Two Sources of Project Uncertainty
Projects, by their nature, are uncertain, but not all uncertainty can be treated the same way. Knowing the where your project’s uncertainty lies will help you pick the right approach to managing your project and delivering the best outcome for your team, your customer and the project owner.
Many projects are time bound, with specific dates that must be met. There are known parameters to the project outcome, but how you’re going to execute are uncertain. If you your project is software or product development, which is iterative, most uncertainty lies in the deliverables; you’re not sure exactly what the deliverable will look like. In essence, you don’t’ know what you don’t know until you develop a prototype; you’re learning as you go. In these types of projects, there is little uncertainty in the process, but a lot of uncertainty in the outcome. This is different than say, construction, where the deliverable is quite well defined. What is most uncertain is the events (like weather or errors) that lead to the deliverable. The process has the most uncertainty, the outcome has little.
Two Approaches to Managing
Scrum and Agile methods that focus on iterations to reduce the learning cycles and reduce the uncertainty. The problem with these projects is when there is a date attached, it’s difficult to effectively manage schedule risk without significant time buffers.
If the uncertainty is in the process, what most project managers do to reduce it is create more detailed plans or (attempting to) closely managing the details in the plan. These projects have many moving parts and lots of detail to manage – along with the normal uncertainty they cannot manage, like the weather and mistakes. So – with all this comes complexity. That complexity is difficult to manage. Project managers lose control of their schedules. Project owners lose visibility into schedule risk. Project run late, firefighting ensues. It’s difficult and messy. Deadlines are missed. Costs go up. Customers are unhappy. Business is lost. Profits suffer.

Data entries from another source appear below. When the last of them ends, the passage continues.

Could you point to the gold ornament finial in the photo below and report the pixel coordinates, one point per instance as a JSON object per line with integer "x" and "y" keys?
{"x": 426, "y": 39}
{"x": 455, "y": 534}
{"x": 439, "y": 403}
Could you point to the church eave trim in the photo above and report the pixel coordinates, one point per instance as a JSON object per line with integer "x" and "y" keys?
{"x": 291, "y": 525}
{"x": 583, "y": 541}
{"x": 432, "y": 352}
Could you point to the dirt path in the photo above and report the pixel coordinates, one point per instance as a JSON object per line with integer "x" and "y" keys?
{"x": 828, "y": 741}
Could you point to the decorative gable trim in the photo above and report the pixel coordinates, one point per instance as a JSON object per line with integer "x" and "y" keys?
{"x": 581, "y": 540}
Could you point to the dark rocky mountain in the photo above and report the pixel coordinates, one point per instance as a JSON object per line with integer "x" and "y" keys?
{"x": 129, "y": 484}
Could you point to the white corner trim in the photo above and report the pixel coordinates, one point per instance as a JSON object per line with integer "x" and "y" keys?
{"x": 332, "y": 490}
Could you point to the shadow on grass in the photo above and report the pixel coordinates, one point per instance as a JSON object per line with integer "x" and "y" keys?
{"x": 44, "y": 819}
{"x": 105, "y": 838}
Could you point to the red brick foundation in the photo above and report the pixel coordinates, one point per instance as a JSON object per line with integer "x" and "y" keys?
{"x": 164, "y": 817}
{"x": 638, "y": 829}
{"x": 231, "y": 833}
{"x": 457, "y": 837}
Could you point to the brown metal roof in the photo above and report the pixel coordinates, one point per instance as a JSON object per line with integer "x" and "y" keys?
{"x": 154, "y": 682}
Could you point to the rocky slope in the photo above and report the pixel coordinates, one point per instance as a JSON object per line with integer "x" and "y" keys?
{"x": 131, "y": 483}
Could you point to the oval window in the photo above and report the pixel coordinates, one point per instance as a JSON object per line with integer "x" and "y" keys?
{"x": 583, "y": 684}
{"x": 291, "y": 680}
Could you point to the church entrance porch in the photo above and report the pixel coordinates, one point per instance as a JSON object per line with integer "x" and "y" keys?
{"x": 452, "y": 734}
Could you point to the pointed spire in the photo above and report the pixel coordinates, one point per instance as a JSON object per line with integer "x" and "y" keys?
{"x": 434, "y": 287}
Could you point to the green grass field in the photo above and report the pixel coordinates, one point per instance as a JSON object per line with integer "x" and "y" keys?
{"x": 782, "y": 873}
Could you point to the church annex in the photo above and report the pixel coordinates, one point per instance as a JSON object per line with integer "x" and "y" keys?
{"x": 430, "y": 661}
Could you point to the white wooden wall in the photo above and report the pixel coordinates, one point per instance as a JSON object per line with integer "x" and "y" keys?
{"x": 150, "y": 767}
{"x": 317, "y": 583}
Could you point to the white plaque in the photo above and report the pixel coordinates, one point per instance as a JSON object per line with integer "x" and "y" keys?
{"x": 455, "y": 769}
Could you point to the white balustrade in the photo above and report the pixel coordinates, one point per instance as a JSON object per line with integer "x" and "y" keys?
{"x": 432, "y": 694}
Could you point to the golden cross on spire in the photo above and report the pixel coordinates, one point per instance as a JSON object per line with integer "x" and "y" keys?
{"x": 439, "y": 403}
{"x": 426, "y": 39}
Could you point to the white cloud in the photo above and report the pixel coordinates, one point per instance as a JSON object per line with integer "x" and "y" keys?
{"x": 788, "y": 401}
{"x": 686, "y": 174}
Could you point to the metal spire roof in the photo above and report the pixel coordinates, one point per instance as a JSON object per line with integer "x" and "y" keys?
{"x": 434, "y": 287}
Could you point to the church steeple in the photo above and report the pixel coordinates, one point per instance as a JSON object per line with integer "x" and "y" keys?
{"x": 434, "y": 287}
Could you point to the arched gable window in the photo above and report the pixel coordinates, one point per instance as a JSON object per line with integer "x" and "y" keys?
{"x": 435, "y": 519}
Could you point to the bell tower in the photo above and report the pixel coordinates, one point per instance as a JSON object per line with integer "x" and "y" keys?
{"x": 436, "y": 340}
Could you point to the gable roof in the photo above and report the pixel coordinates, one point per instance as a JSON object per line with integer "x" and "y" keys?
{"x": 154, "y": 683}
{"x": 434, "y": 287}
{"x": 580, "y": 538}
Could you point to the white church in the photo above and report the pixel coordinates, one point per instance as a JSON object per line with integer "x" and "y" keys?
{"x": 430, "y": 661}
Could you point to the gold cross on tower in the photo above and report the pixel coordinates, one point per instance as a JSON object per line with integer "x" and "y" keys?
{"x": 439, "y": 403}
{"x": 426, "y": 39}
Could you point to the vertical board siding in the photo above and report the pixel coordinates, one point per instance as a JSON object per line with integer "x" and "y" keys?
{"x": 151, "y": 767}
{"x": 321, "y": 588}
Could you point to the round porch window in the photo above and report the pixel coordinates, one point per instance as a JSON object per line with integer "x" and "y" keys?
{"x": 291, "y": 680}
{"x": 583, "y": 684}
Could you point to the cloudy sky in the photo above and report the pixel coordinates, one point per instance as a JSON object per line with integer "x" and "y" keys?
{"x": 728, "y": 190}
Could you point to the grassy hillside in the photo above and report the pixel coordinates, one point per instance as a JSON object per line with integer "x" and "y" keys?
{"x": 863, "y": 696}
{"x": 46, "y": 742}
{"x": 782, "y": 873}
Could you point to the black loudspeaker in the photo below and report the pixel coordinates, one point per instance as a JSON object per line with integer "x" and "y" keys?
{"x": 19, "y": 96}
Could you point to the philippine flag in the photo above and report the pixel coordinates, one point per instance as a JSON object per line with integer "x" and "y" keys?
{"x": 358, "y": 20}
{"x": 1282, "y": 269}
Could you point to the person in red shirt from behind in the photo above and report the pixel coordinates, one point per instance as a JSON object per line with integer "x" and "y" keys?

Detailed Planning is Not the Cure-All
So, the solution is not in the direction of more detailed planning, but in the direction of improving management effectiveness. This is what ViewPoint and VISUM does. Stripping the project plan to its essence. Doing simple things that leverage what we know about process behavior (little’s law, priority control, etc.). Making the process visual to communicate the critical items quickly. Providing feedback on the project AND the delivery process to allow the team to act early on risk and improve their delivery effectiveness.
Taming complexity.
With ViewPoint, the team always knows the most critical items to work on. They are focused on those items. There is less chaos in the project, so less stopping and starting. People can focus on the work, not on the next meeting. Tasks get done quicker. Project durations are reduced. Costs go down. On time delivery goes up. More projects are delivered. Revenue goes up. Profits go up. Project owners have visibility into the schedule risk so they can intervene when they must. Customers are happy. Project Managers are happy. The CEO is happy.